Now consider this: an increase of 1 million international tourist arrivals to India would contribute Rs 7,000 crore (Rs 70 billion) to its gross domestic product, of which, Rs 1,072 crore (Rs 10.72 billion) would flow into the government's tax kitty, says a report on the tourism sector by Crisil.
Indian tourism has the potential to become global. However, a delay in rolling out policy levers such as the civil aviation policy is posing to be an impediment.
"While air capacity expansion is a must, India needs to be promoted in the long haul traditional markets such as the US and Europe in a better way. Other initiatives such as promoting infrastructure investment and re-assessment of tourism tax structure against job creation and GDP growth multiplier should be taken at the earliest," Ashwini Kakkar, chief executive officer and managing director of Thomas Cook said.
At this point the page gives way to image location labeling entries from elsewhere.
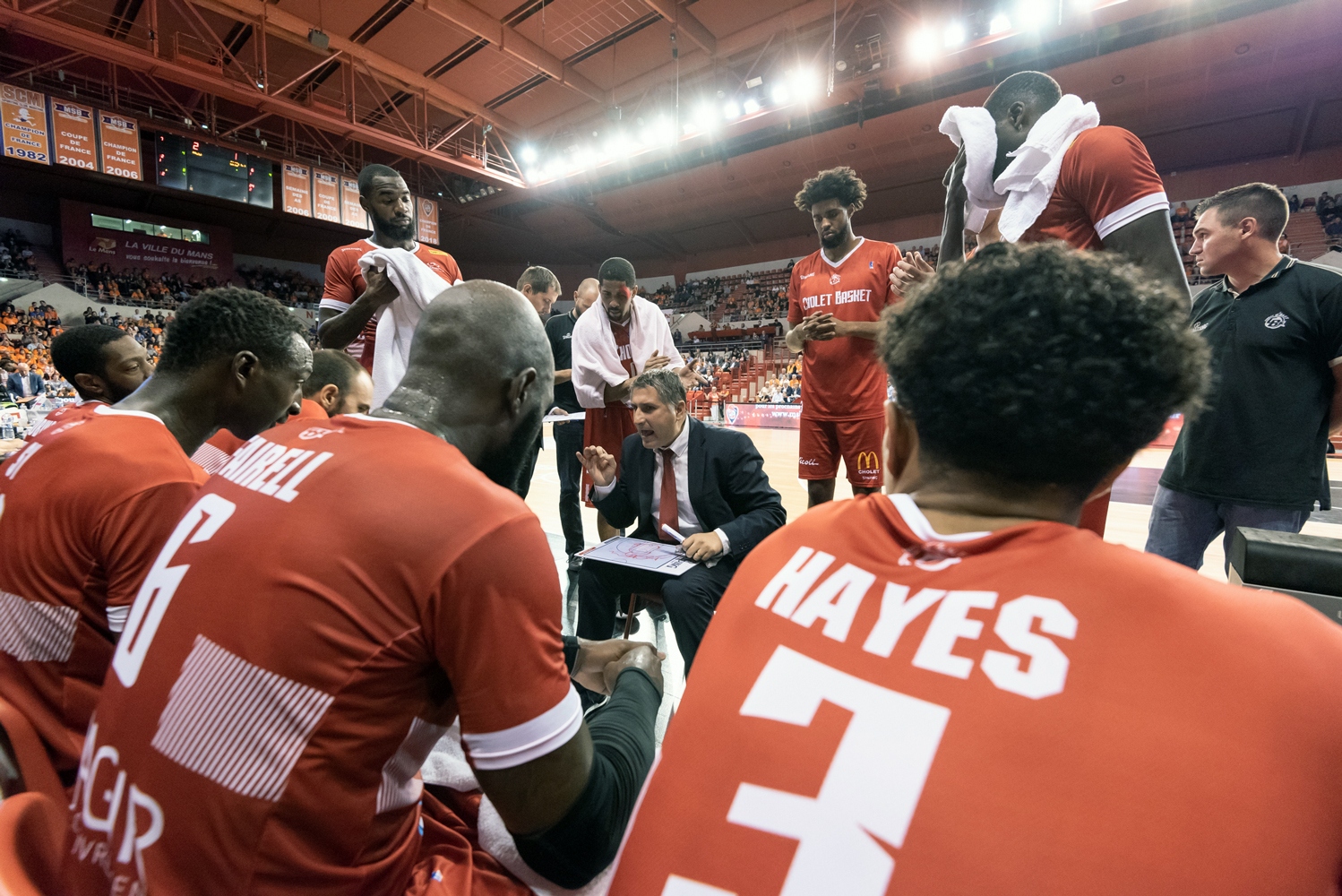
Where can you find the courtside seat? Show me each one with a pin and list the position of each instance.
(24, 765)
(32, 829)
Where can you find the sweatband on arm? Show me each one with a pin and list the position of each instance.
(580, 845)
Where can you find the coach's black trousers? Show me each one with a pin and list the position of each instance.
(690, 599)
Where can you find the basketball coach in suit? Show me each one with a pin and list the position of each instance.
(706, 483)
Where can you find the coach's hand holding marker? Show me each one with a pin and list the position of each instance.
(700, 547)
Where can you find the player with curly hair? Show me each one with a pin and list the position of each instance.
(86, 506)
(953, 690)
(834, 304)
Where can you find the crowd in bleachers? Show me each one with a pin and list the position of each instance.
(1329, 211)
(26, 337)
(16, 258)
(164, 291)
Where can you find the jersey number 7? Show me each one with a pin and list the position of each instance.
(870, 790)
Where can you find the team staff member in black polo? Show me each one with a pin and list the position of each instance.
(568, 436)
(1255, 456)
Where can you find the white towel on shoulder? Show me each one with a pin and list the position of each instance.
(417, 286)
(1024, 188)
(596, 361)
(975, 129)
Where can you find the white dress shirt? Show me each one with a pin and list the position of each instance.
(687, 522)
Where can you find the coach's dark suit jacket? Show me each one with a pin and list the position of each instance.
(729, 488)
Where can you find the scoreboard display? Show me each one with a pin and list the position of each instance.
(199, 167)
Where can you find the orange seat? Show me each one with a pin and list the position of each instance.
(22, 747)
(32, 831)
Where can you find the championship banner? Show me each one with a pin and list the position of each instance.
(120, 138)
(350, 212)
(297, 185)
(73, 134)
(24, 124)
(325, 196)
(427, 215)
(765, 416)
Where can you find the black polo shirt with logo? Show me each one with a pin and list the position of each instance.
(558, 331)
(1263, 436)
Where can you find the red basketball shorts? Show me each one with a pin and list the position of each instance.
(857, 442)
(606, 426)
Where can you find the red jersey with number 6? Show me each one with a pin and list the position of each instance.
(841, 378)
(879, 709)
(83, 510)
(285, 674)
(345, 283)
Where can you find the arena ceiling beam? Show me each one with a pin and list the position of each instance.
(697, 59)
(509, 40)
(211, 81)
(684, 23)
(294, 30)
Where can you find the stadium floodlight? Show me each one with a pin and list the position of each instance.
(922, 45)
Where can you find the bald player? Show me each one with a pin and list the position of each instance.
(269, 717)
(86, 506)
(1107, 196)
(339, 383)
(352, 304)
(104, 365)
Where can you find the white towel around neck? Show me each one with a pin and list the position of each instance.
(1024, 188)
(596, 359)
(417, 286)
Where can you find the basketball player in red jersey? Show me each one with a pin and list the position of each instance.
(953, 690)
(337, 383)
(1107, 197)
(89, 502)
(104, 365)
(834, 305)
(285, 675)
(350, 305)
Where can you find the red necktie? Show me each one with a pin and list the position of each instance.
(668, 512)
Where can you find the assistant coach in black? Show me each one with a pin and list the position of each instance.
(1255, 455)
(706, 483)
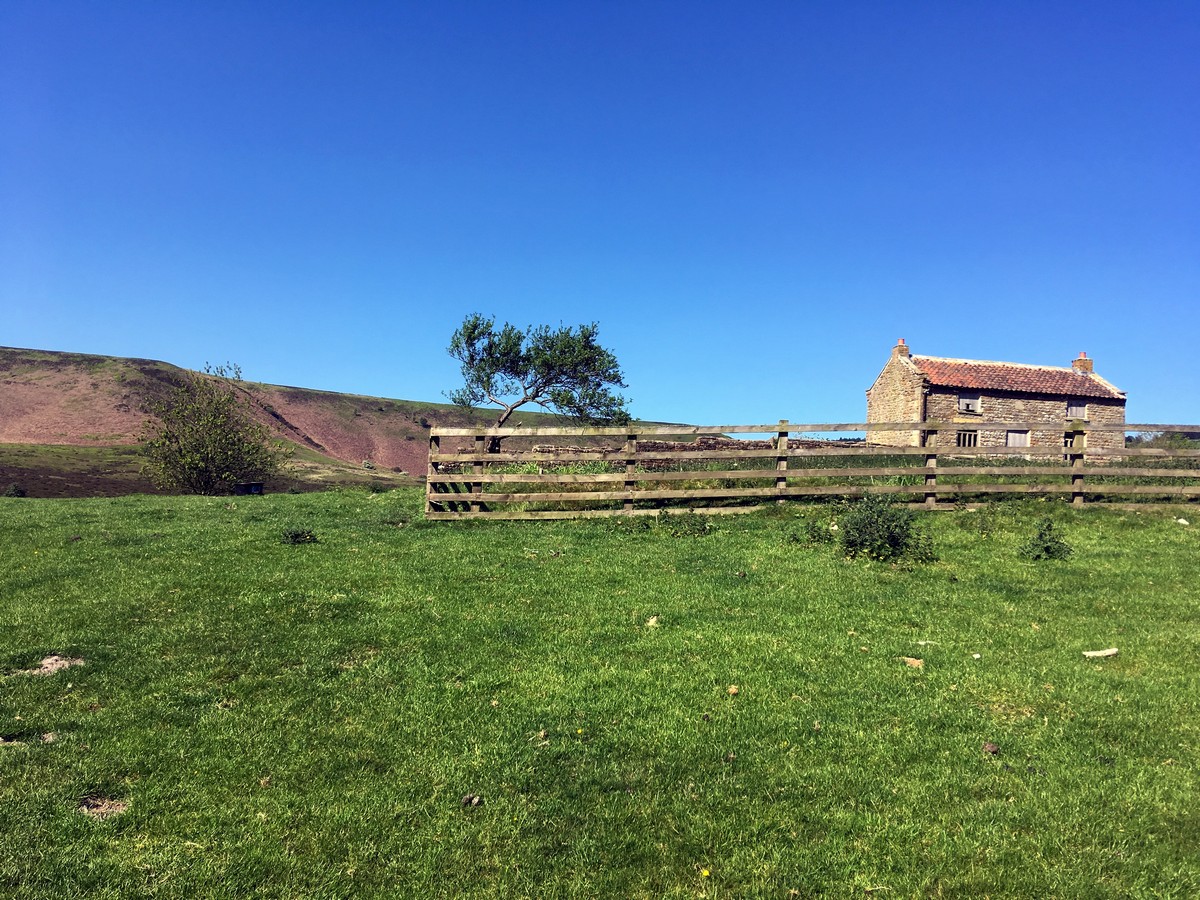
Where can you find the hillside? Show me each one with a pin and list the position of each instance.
(81, 402)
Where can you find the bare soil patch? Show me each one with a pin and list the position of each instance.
(51, 665)
(102, 807)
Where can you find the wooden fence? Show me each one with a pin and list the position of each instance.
(575, 472)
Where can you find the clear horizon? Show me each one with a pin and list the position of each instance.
(753, 203)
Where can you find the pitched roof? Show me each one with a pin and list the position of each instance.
(1013, 377)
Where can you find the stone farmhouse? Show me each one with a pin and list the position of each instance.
(967, 393)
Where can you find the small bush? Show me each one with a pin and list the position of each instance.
(299, 535)
(1045, 544)
(877, 529)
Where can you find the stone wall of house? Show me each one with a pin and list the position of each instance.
(942, 405)
(895, 397)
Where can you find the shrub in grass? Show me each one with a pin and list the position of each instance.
(1045, 543)
(879, 529)
(299, 535)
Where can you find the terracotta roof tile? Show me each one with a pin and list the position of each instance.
(1013, 377)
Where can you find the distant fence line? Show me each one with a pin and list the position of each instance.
(575, 472)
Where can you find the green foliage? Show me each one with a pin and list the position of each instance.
(1045, 543)
(813, 533)
(305, 721)
(563, 370)
(879, 529)
(204, 439)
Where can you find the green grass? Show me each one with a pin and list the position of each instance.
(304, 720)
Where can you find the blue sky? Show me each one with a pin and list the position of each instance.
(754, 201)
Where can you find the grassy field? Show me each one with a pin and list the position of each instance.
(583, 709)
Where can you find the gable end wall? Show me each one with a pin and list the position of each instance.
(895, 397)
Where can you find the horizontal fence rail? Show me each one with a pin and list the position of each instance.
(647, 469)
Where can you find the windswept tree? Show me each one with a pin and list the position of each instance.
(204, 439)
(562, 370)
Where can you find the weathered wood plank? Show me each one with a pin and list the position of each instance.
(1171, 490)
(769, 429)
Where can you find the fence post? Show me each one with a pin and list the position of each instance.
(477, 487)
(432, 486)
(930, 471)
(630, 469)
(1078, 448)
(781, 460)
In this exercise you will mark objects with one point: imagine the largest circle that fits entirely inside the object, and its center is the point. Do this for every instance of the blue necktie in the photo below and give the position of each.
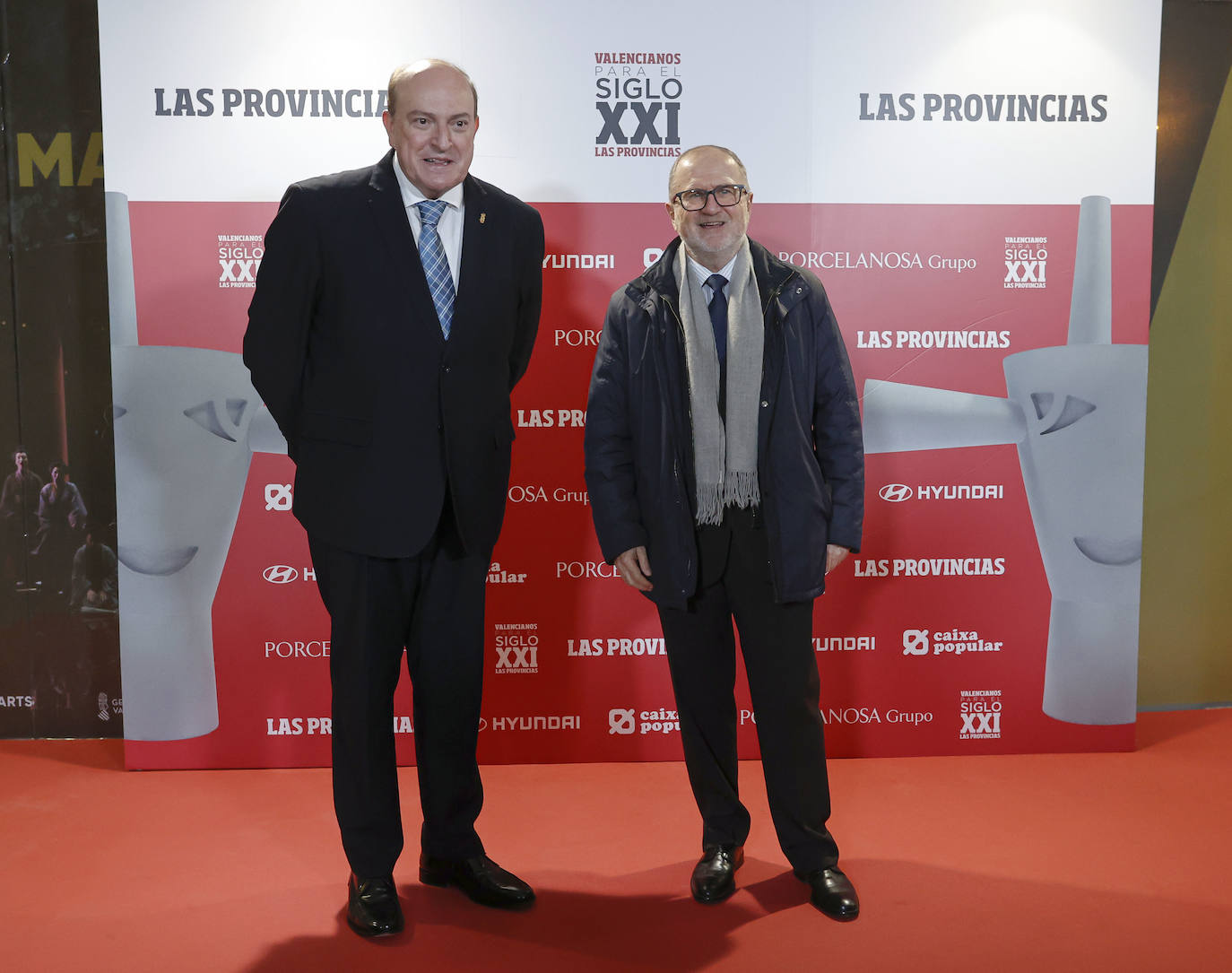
(718, 314)
(437, 267)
A study, on behalf of Department of Tourism -- Government of India, conducted by Crisil Infrastructure Advisory and Mahajan & Aibara clearly highlights the insights on removing policy bottlenecks in civil aviation to ensure an increase in international tourist arrivals.
The civil aviation sector is pivotal for boosting international tourism and there is a direct correlation between airlines seat capacity and international tourist arrivals. A case in point is Hong Kong where it is observed that a 97 per cent increase in air seat capacity led to a 95 per cent increase in visitor arrivals over a 7-year period.In India, while there is excess capacity on non-critical routes, capacity constraints are choking critical routes. As per the study, India needs to reprioritise its seat capacity allocations and an increase in capacity both by Indian and foreign carriers are required to remove bottlenecks.